Aydın Doğan ile Ülkü Güney "aynı toprağın" insanları.
Aydın bey "Gümüşhane-Kelkitli."
Ülkü Güney "Bayburtlu." İl olmadan önce Bayburt da "Gümüşhane'nin ilçesiydi."
Doğan ile Güney'in tanışıklıkları "fi tarihine" uzanır.
***
Aydın Doğan, Ülkü Güney'in "minicik oğlunu" çok severmiş:
- Naci Güçlü, oku, baban gibi büyük adam ol... Senin nikahında şahitlik yapacağım.
Yıllar geçmiş aradan.
Naci Güçlü büyümüş, evlilik yaşına gelmiş.
"Baba ile oğul" Güneyler, nikâh davetiyesini Aydın Doğan'a göndermişler.
***
Düğün tarihi yaklaşınca "davetlilerden" mazeret bildirenler olmuş.

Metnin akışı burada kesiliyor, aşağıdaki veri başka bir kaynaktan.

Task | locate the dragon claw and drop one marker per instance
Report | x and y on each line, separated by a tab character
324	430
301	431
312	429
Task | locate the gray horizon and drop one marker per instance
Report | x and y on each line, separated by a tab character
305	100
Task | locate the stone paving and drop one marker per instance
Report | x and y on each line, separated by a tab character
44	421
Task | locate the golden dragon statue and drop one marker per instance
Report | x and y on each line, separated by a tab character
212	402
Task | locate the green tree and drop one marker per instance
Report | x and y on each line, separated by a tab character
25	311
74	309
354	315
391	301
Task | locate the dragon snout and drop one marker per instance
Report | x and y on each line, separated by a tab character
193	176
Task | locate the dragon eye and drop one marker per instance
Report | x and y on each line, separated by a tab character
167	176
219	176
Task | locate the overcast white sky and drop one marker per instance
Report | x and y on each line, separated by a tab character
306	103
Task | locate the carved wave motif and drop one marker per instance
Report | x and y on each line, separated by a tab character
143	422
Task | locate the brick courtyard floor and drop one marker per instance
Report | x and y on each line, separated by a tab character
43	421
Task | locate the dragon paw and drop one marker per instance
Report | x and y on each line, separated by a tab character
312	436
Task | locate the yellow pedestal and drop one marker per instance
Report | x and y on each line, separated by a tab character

Örneğin "Cumhurbaşkanı Abdullah Gül." Örneğin "Kırgızistan gezisi nedeniyle düğünde bulunamayacak olan Köksal Toptan." Örneğin "Bakü' den dönemediği için Cemil Çiçek."
***
Ülkü Güney "davetiye yolladıklarını" aramaya başlamış.
Aradıklarından biri de Aydın Doğan.
Aydın bey demiş ki:
- Ülkü, daha çocukken Naci Güçlü' ye söz verdim... Düğüne elbette geleceğim.
- Ama bana karşı açık ol... Benim gelişim eğer sana bir sıkıntı verecekse söyle... Alınmam, gücenmem.
- Sayın Başbakan senin genel başkanındır... Şeref konuğundur... Benim bulunmamın sana en ufak zararı dokunacaksa buna üzülürüm.
***
Ülkü Güney:
- O nasıl söz öyle Aydın bey?.. Bu bir düğün... Düğün dostlar arasında olur... Başımın üstünde yeriniz var.
- Bak Ülkü, biz hemşehriyiz, kardeş sayılırız... Sen sıkıntıya girme.
- Öyle şey olur mu Aydın bey... Ama madem ısrarla söylüyorsunuz, izin verin, ben sayın Başbakan'a sorayım.
Ülkü Güney ertesi gün Başbakan'ı aramış:
- Efendim, Aydın bey benim aile dostum, hemşehrim.
- Düğüne onu da davet ettim.
- Aydın bey hassas insan... Dedi ki: Ülkü, gelişim sana sıkıntı olacaksa söyle.
***
Başbakan Erdoğan:
- Ülkü bey düğün senin düğünün... Elbette eşini, dostunu çağıracaksın... Bir dostun olarak ben de düğünde olacağım... Aydın beyi davet etmen neden bir sorun veya sıkıntı olsun?
***
"Sonrasını" biliyorsunuz. Başbakan ile Aydın bey "yan yana oturdular." Birlikte "tanıklık" yaptılar. "Kalem aldılar, kalem verdiler."
***
Ertesi akşam Başbakan ile Ülkü Güney "Murat Başesgioğlu'nun oğlu Çağrı'nın düğününde" karşılaştılar.
- Sayın Başbakanım bugünlerde düğün düğün dolaşıyorsunuz.
- Evet öyle oluyor... Ülkü bey seni tekrar kutluyorum... Allah Çağla ile Naci Güçlü'yü mutlu etsin.
- Sağ olun sayın Başbakanım... Gelişiniz bizim için büyük şerefti.